I remember multiple conversations regarding whether college would be the best choice given his academic strengths, as well as the possibility to reach the college world series – a major goal of many baseball players.   There was also the serious consideration that had to be given to accepting a professional contract.   David was considered a potential top 60 pick that year and several teams had expressed interest in signing him.
For most 17 years olds – David was months shy of being old enough to vote – these decisions can be overwhelming to say the least.    There were many factors to consider and many pro and con lists to develop.    David spent most of the past year visiting colleges and examining the pros and cons of each, nevertheless, it didn’t take long before he committed to the University of Virginia.   I am definitely more of a feeler than a thinker, so I went with my one and only choice, The “U” aka UM in Miami.
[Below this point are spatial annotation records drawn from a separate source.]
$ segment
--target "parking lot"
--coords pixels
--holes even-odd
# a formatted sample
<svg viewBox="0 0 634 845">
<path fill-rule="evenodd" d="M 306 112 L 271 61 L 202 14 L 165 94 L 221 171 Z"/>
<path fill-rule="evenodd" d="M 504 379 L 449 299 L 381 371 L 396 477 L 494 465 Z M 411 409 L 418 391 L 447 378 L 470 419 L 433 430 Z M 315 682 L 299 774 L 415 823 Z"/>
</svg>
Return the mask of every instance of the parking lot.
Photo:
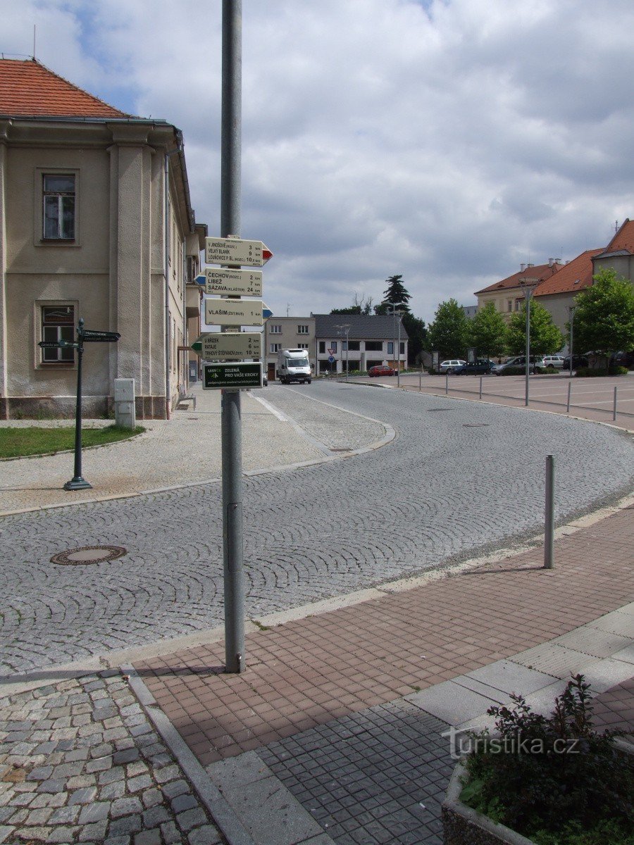
<svg viewBox="0 0 634 845">
<path fill-rule="evenodd" d="M 390 387 L 397 384 L 394 376 L 371 380 Z M 407 390 L 462 399 L 482 399 L 514 406 L 525 404 L 526 379 L 523 375 L 427 375 L 408 373 L 402 373 L 400 381 L 401 387 Z M 634 428 L 634 373 L 604 379 L 571 379 L 567 374 L 560 373 L 531 375 L 528 379 L 528 404 L 544 411 L 570 413 L 571 417 L 582 417 L 631 429 Z"/>
</svg>

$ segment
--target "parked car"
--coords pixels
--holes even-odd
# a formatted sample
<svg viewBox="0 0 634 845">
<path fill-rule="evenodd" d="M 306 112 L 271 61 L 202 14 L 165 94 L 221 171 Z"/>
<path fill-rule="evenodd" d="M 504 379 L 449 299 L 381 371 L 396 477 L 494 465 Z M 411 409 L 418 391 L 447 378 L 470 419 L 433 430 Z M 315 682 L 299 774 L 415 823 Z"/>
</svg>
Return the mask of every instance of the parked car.
<svg viewBox="0 0 634 845">
<path fill-rule="evenodd" d="M 467 363 L 462 358 L 451 358 L 450 361 L 443 361 L 440 364 L 441 373 L 453 373 L 456 367 L 464 367 Z"/>
<path fill-rule="evenodd" d="M 482 373 L 489 375 L 495 366 L 494 362 L 489 361 L 488 358 L 477 358 L 473 363 L 467 363 L 454 368 L 453 373 L 454 375 L 481 375 Z"/>
<path fill-rule="evenodd" d="M 495 364 L 491 372 L 495 375 L 501 375 L 508 369 L 513 368 L 519 368 L 522 369 L 522 373 L 526 372 L 526 355 L 516 355 L 514 358 L 509 358 L 508 361 L 505 361 L 503 364 Z M 531 355 L 530 361 L 528 363 L 528 372 L 533 374 L 538 369 L 544 369 L 545 365 L 544 363 L 544 356 L 542 355 Z"/>
<path fill-rule="evenodd" d="M 564 366 L 563 355 L 544 355 L 544 363 L 546 367 L 555 367 L 555 369 L 561 369 Z"/>
<path fill-rule="evenodd" d="M 375 367 L 370 367 L 368 370 L 368 375 L 396 375 L 396 371 L 393 367 L 385 367 L 383 364 L 377 364 Z"/>
<path fill-rule="evenodd" d="M 578 369 L 580 367 L 589 367 L 590 362 L 586 355 L 573 355 L 572 356 L 572 369 Z M 564 358 L 564 363 L 561 369 L 570 369 L 570 355 L 566 355 Z"/>
</svg>

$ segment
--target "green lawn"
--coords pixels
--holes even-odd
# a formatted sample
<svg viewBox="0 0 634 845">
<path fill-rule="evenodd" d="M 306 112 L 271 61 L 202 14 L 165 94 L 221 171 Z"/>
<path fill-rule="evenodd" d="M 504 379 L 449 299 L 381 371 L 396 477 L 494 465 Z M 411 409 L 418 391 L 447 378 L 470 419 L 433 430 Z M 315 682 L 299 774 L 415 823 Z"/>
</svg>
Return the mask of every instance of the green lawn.
<svg viewBox="0 0 634 845">
<path fill-rule="evenodd" d="M 81 443 L 83 446 L 101 446 L 118 440 L 127 440 L 145 430 L 142 426 L 137 426 L 132 431 L 116 425 L 109 425 L 104 428 L 84 428 L 81 432 Z M 63 428 L 41 428 L 36 426 L 28 428 L 0 428 L 0 458 L 61 452 L 74 447 L 74 426 Z"/>
</svg>

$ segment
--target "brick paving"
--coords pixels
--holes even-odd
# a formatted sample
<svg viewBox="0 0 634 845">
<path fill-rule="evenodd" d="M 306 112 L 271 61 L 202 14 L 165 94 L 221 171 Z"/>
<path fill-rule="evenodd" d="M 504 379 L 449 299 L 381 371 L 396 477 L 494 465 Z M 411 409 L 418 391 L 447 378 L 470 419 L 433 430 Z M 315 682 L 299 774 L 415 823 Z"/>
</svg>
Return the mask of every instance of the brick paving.
<svg viewBox="0 0 634 845">
<path fill-rule="evenodd" d="M 594 724 L 615 731 L 625 731 L 634 742 L 634 678 L 597 695 L 593 701 Z"/>
<path fill-rule="evenodd" d="M 118 672 L 0 698 L 0 842 L 223 841 Z"/>
<path fill-rule="evenodd" d="M 392 701 L 560 636 L 631 600 L 632 509 L 495 564 L 136 668 L 204 765 Z"/>
</svg>

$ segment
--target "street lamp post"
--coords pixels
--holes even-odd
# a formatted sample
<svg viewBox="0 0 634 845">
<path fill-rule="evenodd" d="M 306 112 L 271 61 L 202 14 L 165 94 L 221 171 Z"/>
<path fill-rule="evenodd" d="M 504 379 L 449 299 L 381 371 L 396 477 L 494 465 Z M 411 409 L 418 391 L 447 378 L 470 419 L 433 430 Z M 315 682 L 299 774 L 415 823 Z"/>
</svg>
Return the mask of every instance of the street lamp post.
<svg viewBox="0 0 634 845">
<path fill-rule="evenodd" d="M 391 308 L 392 316 L 396 318 L 396 314 L 398 314 L 398 341 L 397 341 L 398 345 L 396 350 L 396 379 L 397 379 L 396 384 L 398 387 L 400 387 L 401 386 L 401 317 L 402 315 L 402 311 L 396 311 L 396 308 L 400 308 L 402 305 L 406 305 L 407 303 L 384 303 L 383 304 L 387 305 L 388 313 L 390 308 Z"/>
<path fill-rule="evenodd" d="M 528 374 L 531 363 L 531 296 L 537 284 L 537 279 L 520 279 L 520 285 L 524 290 L 526 299 L 526 387 L 524 391 L 524 405 L 528 406 Z"/>
<path fill-rule="evenodd" d="M 343 335 L 346 335 L 346 381 L 348 379 L 348 373 L 350 372 L 350 352 L 348 350 L 347 336 L 350 334 L 350 324 L 343 323 L 342 325 L 337 325 L 337 335 L 339 337 L 342 337 Z"/>
<path fill-rule="evenodd" d="M 568 313 L 570 314 L 570 343 L 568 349 L 568 355 L 570 356 L 570 368 L 568 370 L 568 376 L 570 379 L 572 378 L 572 324 L 575 320 L 575 306 L 571 305 L 568 308 Z"/>
</svg>

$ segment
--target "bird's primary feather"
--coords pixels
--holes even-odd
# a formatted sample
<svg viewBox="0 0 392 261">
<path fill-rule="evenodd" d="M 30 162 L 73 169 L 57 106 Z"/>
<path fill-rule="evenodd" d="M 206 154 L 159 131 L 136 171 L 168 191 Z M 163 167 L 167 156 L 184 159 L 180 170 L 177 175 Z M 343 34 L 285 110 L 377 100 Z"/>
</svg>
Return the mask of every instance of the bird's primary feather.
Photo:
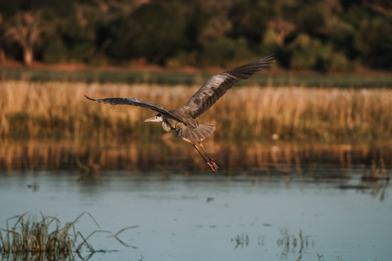
<svg viewBox="0 0 392 261">
<path fill-rule="evenodd" d="M 210 108 L 226 93 L 228 90 L 241 80 L 249 79 L 274 62 L 272 56 L 266 56 L 252 63 L 242 65 L 213 76 L 181 108 L 176 111 L 182 112 L 184 116 L 193 119 L 199 117 Z"/>
<path fill-rule="evenodd" d="M 137 98 L 106 98 L 104 99 L 92 99 L 87 95 L 84 96 L 89 100 L 97 101 L 99 102 L 103 102 L 104 103 L 109 103 L 112 105 L 133 105 L 134 106 L 140 106 L 145 108 L 151 109 L 159 113 L 171 117 L 177 120 L 181 120 L 180 119 L 178 118 L 175 115 L 173 115 L 171 112 L 165 110 L 162 106 L 149 102 L 148 101 L 145 101 L 145 100 L 141 100 Z"/>
</svg>

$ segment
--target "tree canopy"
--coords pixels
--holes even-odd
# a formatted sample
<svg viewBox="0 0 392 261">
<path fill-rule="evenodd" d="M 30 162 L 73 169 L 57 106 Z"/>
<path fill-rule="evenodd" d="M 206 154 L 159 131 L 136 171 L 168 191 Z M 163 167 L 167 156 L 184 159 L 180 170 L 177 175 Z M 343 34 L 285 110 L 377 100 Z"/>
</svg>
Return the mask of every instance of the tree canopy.
<svg viewBox="0 0 392 261">
<path fill-rule="evenodd" d="M 390 70 L 392 2 L 0 2 L 0 57 L 7 59 L 26 62 L 31 55 L 54 63 L 126 65 L 144 61 L 205 67 L 271 53 L 277 66 L 289 69 Z"/>
</svg>

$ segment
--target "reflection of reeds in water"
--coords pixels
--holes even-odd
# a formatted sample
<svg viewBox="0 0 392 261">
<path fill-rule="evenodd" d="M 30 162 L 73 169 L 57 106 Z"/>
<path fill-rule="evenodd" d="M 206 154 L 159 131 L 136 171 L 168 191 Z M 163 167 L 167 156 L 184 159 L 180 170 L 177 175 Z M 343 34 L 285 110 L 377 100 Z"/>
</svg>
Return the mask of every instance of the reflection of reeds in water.
<svg viewBox="0 0 392 261">
<path fill-rule="evenodd" d="M 125 143 L 110 140 L 100 142 L 94 140 L 83 142 L 6 140 L 0 146 L 0 170 L 80 169 L 83 173 L 93 174 L 97 174 L 100 170 L 122 169 L 134 173 L 206 170 L 201 157 L 192 147 L 182 142 L 174 134 L 170 134 L 164 136 L 162 139 L 150 142 L 128 141 Z M 390 168 L 392 159 L 390 150 L 365 145 L 279 142 L 235 145 L 213 140 L 207 140 L 205 143 L 219 164 L 220 173 L 228 175 L 277 173 L 286 175 L 295 173 L 301 175 L 328 164 L 341 167 L 342 170 L 354 164 L 369 165 L 374 158 L 382 160 L 385 169 Z M 325 173 L 341 177 L 346 174 L 342 171 L 338 172 L 335 169 Z"/>
<path fill-rule="evenodd" d="M 182 106 L 199 88 L 154 85 L 29 83 L 0 85 L 0 135 L 30 138 L 146 139 L 162 131 L 141 120 L 154 112 L 87 100 L 136 97 L 167 109 Z M 213 139 L 260 141 L 390 139 L 392 90 L 234 87 L 201 117 Z M 211 138 L 210 138 L 211 139 Z"/>
<path fill-rule="evenodd" d="M 85 260 L 81 256 L 84 251 L 82 248 L 86 248 L 89 252 L 86 259 L 95 252 L 88 240 L 96 232 L 110 233 L 123 245 L 136 248 L 125 244 L 118 236 L 137 226 L 125 227 L 115 234 L 109 231 L 95 230 L 86 236 L 75 227 L 75 223 L 85 214 L 88 215 L 99 227 L 92 216 L 87 212 L 83 212 L 73 221 L 66 222 L 63 226 L 57 218 L 45 217 L 42 213 L 41 220 L 36 217 L 28 216 L 27 213 L 9 218 L 7 227 L 0 231 L 1 260 L 75 260 L 76 254 Z M 12 220 L 16 221 L 10 227 L 9 221 Z"/>
</svg>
Needless to say, David was drafted out of high school, but much later than anticipated since it was on every scouts’ radar that he would be attending college.  I can neither agree nor disagree with his decision to choose college, but I can tell you what I have come to believe over the years.
We spent three years in college, (I graduated early and David was drafted after his junior year) and many long months apart.  There were many great memories at UVA, but much to our disappointment, David never did achieve his goal of winning the college world series.  There was much he gained by having attended school, but at times I find myself asking him “Baby, what if?”   I then revert to my firm beliefs that everything happens for a reason.     There is no point in asking what if?   All David and I can do is learn from our experiences and use them as guidance in the future.
One thing I have taken from all of this and that I hope to pass on to my children, is that you have to follow your dreams.   Ever since David could remember, his ambition was to be a hall of fame baseball player.   Unlike many professions, baseball is a career that is short lived.   You basically have an expiration date written on your forehead and if all you have ever wanted to do is play baseball, then I wouldn’t wait a day longer than necessary.    David was given the chance to do what he loved and make a living off of it at 18, something few could dream of.    College does have its value, trust me, I know – I am staring at 100K in debt and a Diploma in Business Administration– Wooohooo.   College will always wait for you, while baseball will turn you away.   I have heard of 40 year olds going back to school, but how many 40 year olds are starting a career as a baseball player?  Well now that, is a rhetorical question.
P.S. You may say that three years playing college ball is beneficial to a player, but all it takes is one bad year for your stock to go down.   At the end of the day you are a commodity.   David had a KILLER sophomore year and was expected to go top 30 in the 2008 draft, only to be struck by his unavoidable destiny and a disappointing junior year.   We were happy the Yankees stepped up and drafted David in the third round because just as easily as he was sought after one year, he was a “questionable” choice the next.
 Welcome to the world of professional sports.   You gotta love it!